We note that, despite the Anti-Piling On Policy, DOJ did not give Beam credit for fines and disgorgement it had already paid to the SEC. According to DOJ, this was because Beam did not seek to coordinate a parallel resolution with DOJ when it resolved matters with the SEC. DPA ¶ 4(k); DOJ Press Release. This serves as a reminder that corporate defendants benefit from developing a comprehensive approach to all relevant enforcement authorities, whether that includes different components of the U.S. government or multiple regulators around the globe.

(5) Is the use of corporate compliance monitors on the decline?

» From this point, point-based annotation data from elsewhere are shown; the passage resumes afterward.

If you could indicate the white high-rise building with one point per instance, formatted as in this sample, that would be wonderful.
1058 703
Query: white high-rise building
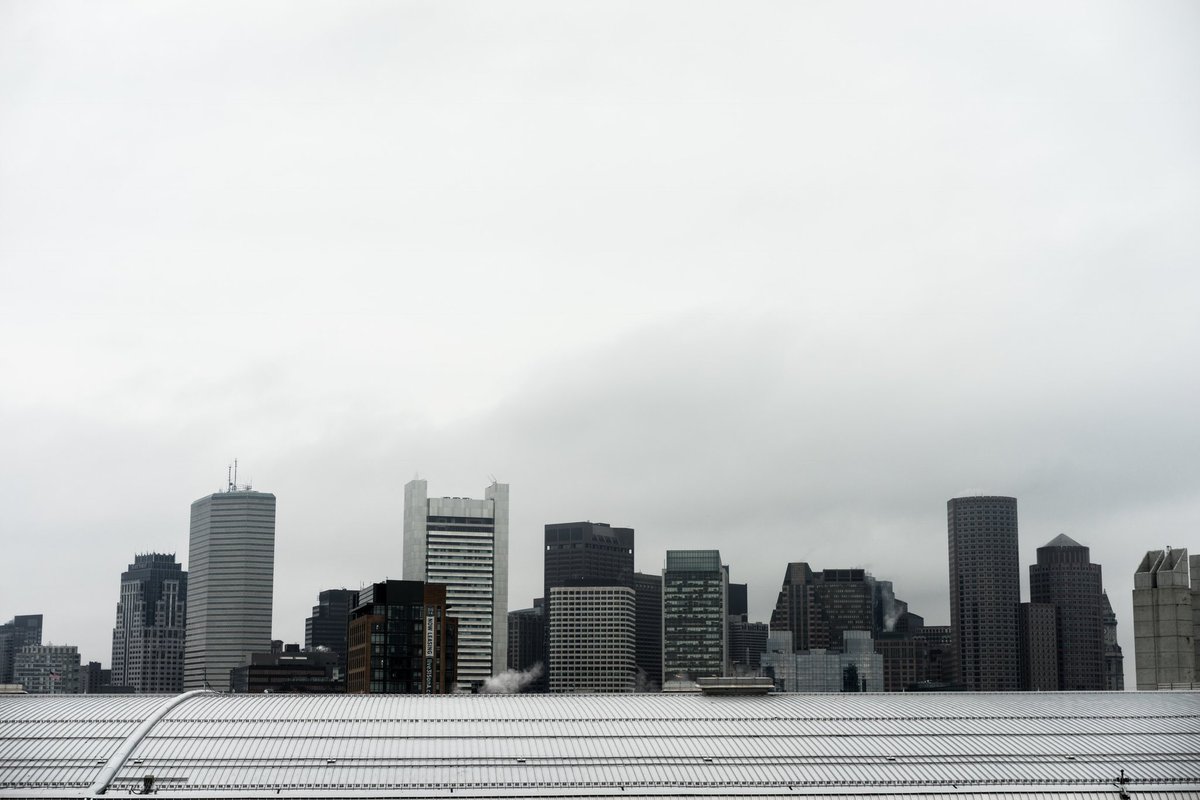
231 560
593 635
463 543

Under its DPA, Beam is required to report annually on a series of compliance initiatives, such as implementing compliance policies and procedures, conducting periodic risk assessments and ensuring adequate training. DPA, Attachment C. Under the DOJ’s policy on the Selection of Monitors in Criminal Division Matters, an independent corporate monitor is often appropriate in cases where there is recurring misconduct or compliance lapses. Nonetheless, even though Beam allegedly “willfully” failed to implement internal controls, DOJ did not impose a monitor here. This raises the question of whether DOJ is reconsidering its approach to monitors going forward, although a new administration may moot any trends in that regard.


Beam’s resolution with DOJ provides useful insight for anti-corruption practitioners and compliance professionals, and also for lawyers involved in significant international transactions. In particular, the resolution reveals the importance of conducting a combination of pre and post-transaction due diligence in cross-border M&A deals and demonstrates the benefit of identifying and addressing FCPA risks in a robust manner.